Yeah okay, so I moved again. While Lauren and I were away getting legally married in Canada, our building at 1225 13th St decided to sell the units as condos. So we moved to Chinatown, in a swanky building with a 24 hour concierge and a fitness center. Of course, in February we found out they're selling this building too. This time, however, we were more prepared. What also helped was having some higher-up folks living in the building. Doesn't hurt to have some seasoned real-estate people around. So this time we might actually be able to buy our apartment. (Lauren's already redesigning the kitchen.)|
Honestly I'm amazed that so much time has gone by since I updated this site. For a while I couldn't update it, because every word that came from my fingers was something nasty about Marilyn, formerly known as my mother. The flack and bullshit I got from her before the wedding didn't really compare to the attitude and bullshit I got when I got back. The honest truth is, I don't get anything from Marilyn that I want or need. I get a lot of critizism -- which is hardly new -- and lots of talk about support while she slowly picks away at the ego/self-esteem that I've so slowly developed since leaving her far behind in Oklahoma.
You know, I get the concept that children should respect their parents. But sometimes they just don't freaking deserve it. So whatever crap is being propogated in Oklahoma, I could really give half a shit. I have a life and I love it. I don't need anybody else's approval.
I think the real issue is that Marilyn can't deal with me being queer. That's the bottom line. And all her hatred comes out in other, biting ways. I think she's surrounded by people who expect her to be supportive, but deep inside she's masking her own feelings of self-hatred and, by correlation, hatred for other queers.
It's just a theory.
A theory based om my own experience at the hands of Marilyn. A theory I've thought of as I go through the memories of my childhood and youth... the comments she's made, the actions she's taken.
Well guess what? Queers will never go away. We exist across all social lines. Rich and poor, any nationality you can imagine, any education level you can imagine. Queerness is nature's built-in "oh no you don't" card, just to make sure you take nothing for granted. It will be here forever, regardless of whether or not we organize, whether or not we are systematically oppressed or killed.

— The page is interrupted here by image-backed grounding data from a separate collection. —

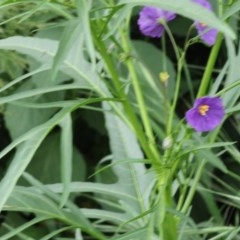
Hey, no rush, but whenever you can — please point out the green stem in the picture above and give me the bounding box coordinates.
[180,121,224,215]
[161,22,182,136]
[120,30,160,162]
[92,26,158,162]
[161,33,167,71]
[157,170,177,240]
[181,159,206,214]
[196,33,223,98]
[162,22,180,60]
[218,0,224,17]
[166,52,185,135]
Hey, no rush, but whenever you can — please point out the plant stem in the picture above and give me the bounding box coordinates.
[161,33,167,71]
[162,22,182,136]
[166,52,185,135]
[120,29,160,162]
[196,33,223,98]
[180,122,224,215]
[92,25,158,162]
[157,169,177,240]
[181,159,206,214]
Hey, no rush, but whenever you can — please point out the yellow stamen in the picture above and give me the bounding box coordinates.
[198,104,209,116]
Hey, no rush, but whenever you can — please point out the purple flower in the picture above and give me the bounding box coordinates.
[137,6,176,38]
[185,96,225,132]
[192,0,218,46]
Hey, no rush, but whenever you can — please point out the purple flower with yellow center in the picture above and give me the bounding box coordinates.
[185,96,225,132]
[192,0,218,46]
[137,6,176,38]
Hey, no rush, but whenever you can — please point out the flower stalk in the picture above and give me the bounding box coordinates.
[120,29,161,162]
[197,33,223,98]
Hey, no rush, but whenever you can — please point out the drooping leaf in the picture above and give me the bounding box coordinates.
[119,0,235,39]
[0,36,110,97]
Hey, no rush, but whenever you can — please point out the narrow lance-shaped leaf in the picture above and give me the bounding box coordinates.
[59,113,73,207]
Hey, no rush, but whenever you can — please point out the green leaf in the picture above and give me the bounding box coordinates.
[0,64,50,94]
[0,36,110,97]
[59,113,73,207]
[0,98,114,213]
[183,141,235,155]
[0,215,49,240]
[76,0,96,66]
[103,102,155,220]
[222,1,240,20]
[40,226,74,240]
[197,149,228,173]
[0,83,80,105]
[20,173,106,239]
[119,0,235,39]
[110,227,153,240]
[0,106,76,212]
[45,181,138,201]
[222,37,240,108]
[51,19,83,81]
[131,40,176,128]
[4,80,65,139]
[19,132,86,185]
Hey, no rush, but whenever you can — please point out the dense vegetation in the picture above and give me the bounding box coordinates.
[0,0,240,239]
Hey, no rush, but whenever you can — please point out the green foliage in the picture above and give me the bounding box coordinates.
[0,0,240,239]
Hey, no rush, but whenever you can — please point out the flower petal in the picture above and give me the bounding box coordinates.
[138,7,176,38]
[185,96,225,132]
[192,0,218,45]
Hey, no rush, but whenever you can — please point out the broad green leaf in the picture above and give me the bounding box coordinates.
[5,80,65,139]
[0,107,75,212]
[0,36,110,97]
[119,0,235,39]
[103,102,155,220]
[0,97,112,212]
[19,133,86,185]
[0,98,113,163]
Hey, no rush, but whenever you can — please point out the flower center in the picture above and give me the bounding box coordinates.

It can exist inside you, even after years and years of not acknowledging it. And hiding and running from it will surely make you insane, if not simply mean as a motherfucker.
God is love. It's the one true thing I will always believe. Of course I think "god" also contains "evil" elements, just as everything in nature has a ying and a yang. But the essesnce of happiness, of love, is the divine. It makes life. And queer love is love all the same. It is happiness bottled up inside desire.